The pros guide to haggling/bargaining in Southeast Asia

Read the room

First you must know where you can and cannot haggle. If you’re in a shop with a proper POS/till, you’re likely not going to get anywhere. In a mall, definitely now. In any shop on the street or a flea market, you’re good to go.

Don’t get too attached

The second first rule of haggling is not to get too attached. You’re almost certain to encounter the exact same thing again, so not buying it right now is not an issue. Plus the sellers can tell how much you want it and will price accordingly. This means keeping the “oohs”, “aahs” and “wows” to a minimum.

This also allows you to walk away which is the most effective Hail Mary in haggling. Sellers know if they don’t close you now, they never will. So, as a last resort when you’re just that final push away from the deal say thanks and start walking away. In many cases you’ll be dragged back and the deal will be done.

It’s all business man

Don’t take it personally. The people selling things are out to make a living and you must respect that. You must understand that they’re there to feed their families and maximize their profits. They aren’t out to get you. Don’t take it personal and very importantly don’t make it personal. Take is as part of the travels and in good faith. You can always just walk away and there’s no harm done.

Your aim also shouldn’t be to “force” the lowest price possible through any means necessary since that would just be a douche move.

Couples rule

Couples have an advantage in nearly all situations, especially multi-lingual ones. When one of you spots something they like the other can play the bad cop and keep complaining how it’s too expensive. If you still aren’t satisfied with the price you can blame it on the other one.

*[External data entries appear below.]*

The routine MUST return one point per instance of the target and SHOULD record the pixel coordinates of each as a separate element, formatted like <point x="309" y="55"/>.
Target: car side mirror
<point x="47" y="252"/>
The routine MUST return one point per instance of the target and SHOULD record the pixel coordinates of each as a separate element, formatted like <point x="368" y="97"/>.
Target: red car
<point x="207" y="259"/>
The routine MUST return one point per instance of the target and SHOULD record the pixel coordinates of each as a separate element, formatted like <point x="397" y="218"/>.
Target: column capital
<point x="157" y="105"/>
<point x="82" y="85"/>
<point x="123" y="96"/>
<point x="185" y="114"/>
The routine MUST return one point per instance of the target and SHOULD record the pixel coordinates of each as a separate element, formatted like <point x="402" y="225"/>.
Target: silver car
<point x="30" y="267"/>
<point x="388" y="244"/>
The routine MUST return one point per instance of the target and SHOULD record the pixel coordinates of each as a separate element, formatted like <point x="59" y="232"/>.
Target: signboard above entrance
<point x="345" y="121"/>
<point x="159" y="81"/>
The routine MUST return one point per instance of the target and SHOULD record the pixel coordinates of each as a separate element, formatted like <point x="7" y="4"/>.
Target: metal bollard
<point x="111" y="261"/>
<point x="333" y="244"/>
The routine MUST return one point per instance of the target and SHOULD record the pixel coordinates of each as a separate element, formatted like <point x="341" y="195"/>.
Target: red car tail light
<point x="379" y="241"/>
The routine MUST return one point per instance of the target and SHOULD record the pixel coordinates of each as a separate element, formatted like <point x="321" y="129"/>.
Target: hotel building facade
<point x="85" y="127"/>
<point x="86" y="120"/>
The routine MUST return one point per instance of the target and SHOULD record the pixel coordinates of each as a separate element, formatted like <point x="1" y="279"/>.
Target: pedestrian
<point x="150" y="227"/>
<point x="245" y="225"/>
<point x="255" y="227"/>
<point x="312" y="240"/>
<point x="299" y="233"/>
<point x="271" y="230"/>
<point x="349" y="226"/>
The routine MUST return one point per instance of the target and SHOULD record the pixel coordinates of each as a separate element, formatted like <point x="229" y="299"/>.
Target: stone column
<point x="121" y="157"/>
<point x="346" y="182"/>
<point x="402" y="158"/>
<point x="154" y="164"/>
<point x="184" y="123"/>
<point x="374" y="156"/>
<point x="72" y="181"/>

Never buy at the first place you see

Especially at the places that are frequented by tourists — prices there are likely to be double or triple the ones in town. Do shop around and come back to the one that had the best deal or version of the thing you’re after. You also wont be able to gauge the actual worth unless you’ve asked in a couple of different places. If you’re asking for an item for price X and you keep getting turned down you can be pretty certain that you’ll never get it for that amount anywhere and you’ll have to adjust that price.

At places with high traffic you should also lowball hard since they’re probably giving you the highest price they can imagine. Shops near Angkor Wat are about three times the price of Siem Reap, carrying identical things, but they have huge traffic so they can afford to try their luck. If, however, you’re there in a low season, when they give you their price express horror and offer something much lower and you’re likely to meet near the lower end.

Bonus: you probably overpaid, and that’s OK

In many countries people live on a few dollars a day so don’t flash your cash (for safety and douchebaggery reasons) but don’t try to gouge as much as possible. Also know that these people are almost definitely much more skilled then you and you could have gotten a better price but don’t sweat it too much. It’s part of the experience and practice makes perfect.

Me, personally, I always overpay for frigging postcards because I can never remember how much I “normally” pay for them or am in a rush and want them quick. I think every trip I’ve gotten postcards and then seen a place with half the price in 10 minutes, but I am a sucker for kids selling them.